With the Sony special event now a memory, we're left to pick up the pieces and ask, just what's left? But now we've got some official, on the record word from Sony itself to explain just what the plan is for the next generation, and a way to figure out if Sony can take back the gaming market, or if this is truly Sony's last stand.

Sony Computer Entertainment America president Jack Tretton took to CNBC to talk turkey about its upcoming hardware, and in the process, gave us a look at the marketing plans to make Sony the powerhouse it once was in the PS2 days. Tretton made one key point in its marketing plans: there are more gamers now than there ever were before, and that means a bigger market, and more opportunity to do the job up right.

Tretton's remarks might have seemed like optimism writ large, but Tretton didn't forget a healthy dollop of personal accountability in there. Tretton pointed out that all those gamers would want the new triple-A titles, and said gamers would be able to justify their new purchase of a PlayStation 4 on the strength of those oh-so-cravable titles, as long as they "see the value there", leaving Tretton clearly behind the eight ball to avoid the fate of the Wii U.

Now, some here are left a bit confused. After all, 2012 was a terrible year for games, with the retail sales market down fully 24 percent in just the United States. Indeed, that's so, but consider the market; the current crop of hardware is pushing a decade old.
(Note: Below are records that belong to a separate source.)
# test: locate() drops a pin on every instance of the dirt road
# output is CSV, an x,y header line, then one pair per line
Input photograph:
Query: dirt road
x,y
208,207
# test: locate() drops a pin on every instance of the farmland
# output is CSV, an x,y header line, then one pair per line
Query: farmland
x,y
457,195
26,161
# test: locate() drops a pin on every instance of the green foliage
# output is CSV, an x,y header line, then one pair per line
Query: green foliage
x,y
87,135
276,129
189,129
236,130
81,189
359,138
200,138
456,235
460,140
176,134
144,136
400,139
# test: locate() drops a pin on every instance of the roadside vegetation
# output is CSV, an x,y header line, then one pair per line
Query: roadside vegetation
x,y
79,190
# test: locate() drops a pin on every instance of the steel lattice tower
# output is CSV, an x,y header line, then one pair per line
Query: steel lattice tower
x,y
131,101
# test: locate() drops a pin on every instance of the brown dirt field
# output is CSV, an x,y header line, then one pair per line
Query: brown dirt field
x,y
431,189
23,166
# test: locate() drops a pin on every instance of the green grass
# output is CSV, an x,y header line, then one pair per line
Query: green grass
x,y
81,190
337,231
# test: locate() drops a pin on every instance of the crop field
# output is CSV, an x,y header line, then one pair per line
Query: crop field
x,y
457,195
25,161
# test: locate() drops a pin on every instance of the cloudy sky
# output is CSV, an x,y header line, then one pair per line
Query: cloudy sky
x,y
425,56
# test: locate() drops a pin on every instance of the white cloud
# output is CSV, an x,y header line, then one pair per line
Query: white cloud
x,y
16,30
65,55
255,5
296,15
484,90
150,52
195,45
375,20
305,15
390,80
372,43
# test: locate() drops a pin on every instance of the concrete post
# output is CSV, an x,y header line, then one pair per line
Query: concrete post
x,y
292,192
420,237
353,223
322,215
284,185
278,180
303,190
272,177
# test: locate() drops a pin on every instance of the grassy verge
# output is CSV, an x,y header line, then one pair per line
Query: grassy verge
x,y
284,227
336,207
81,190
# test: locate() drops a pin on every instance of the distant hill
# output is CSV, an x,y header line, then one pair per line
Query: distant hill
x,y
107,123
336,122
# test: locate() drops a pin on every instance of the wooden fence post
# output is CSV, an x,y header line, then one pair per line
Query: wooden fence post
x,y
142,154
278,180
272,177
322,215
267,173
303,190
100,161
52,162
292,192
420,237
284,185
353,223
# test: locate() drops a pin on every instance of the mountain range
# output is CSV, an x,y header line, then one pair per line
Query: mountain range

Individual titles are still selling briskly, but development of same has pulled back.

Yes, the Wii U's third month sales are charitably described as a "screaming pile of disaster", with results worse than anything since the Xbox 360 first emerged. But consider the problems Nintendo's having getting the games in play.

And yes, the portable gaming market has seen better days, its territory clearly encroached upon by smartphones and tablets and the casual gaming experience that can be had in minutes or hours as needed.

But here's the thing: virtually all of the troubles, except those of portable gaming, have other potential explanations besides the idea that somehow "Angry Birds" is ganking play time from "Skyrim". Sony isn't out of line to suggest that, if they can put out some top-notch experiences--the next "Skyrim", the next "Fallout", the next "Call of Duty Black Ops II"--they can take back playtime from "Words With Friends". This is not out of line. They're two wholly different experiences, and there's room for both in the pond. Yes, I'm not taking "Dead Island: Riptide" to the laundromat while I hose down the week's clothes, but I'm not camping out all weekend with a case of Pepsi and the nearest pizza place on speed dial so I can play "Temple Run" all weekend. These are different experiences. They are appropriate in different circumstances.

There's room for both here. While Sony has admittedly seen better days, and this may well be Sony's last chance to stay in the console fray, it's got more than enough room here to take it with big name games and big name draws to get the players interested. But by like token, it's going to have to have some big-name blockbusters in play, and it's going to have to have them not only ready for launch day, but also ready to follow up. Nintendo's recent struggles have shown that conclusively: big games at launch aren't enough. Big games throughout, that's enough. If Sony can get the games, and get them on the right schedule, then they've got just the momentum it will need to truly keep their place in the roster.

I look forward to seeing what it's got.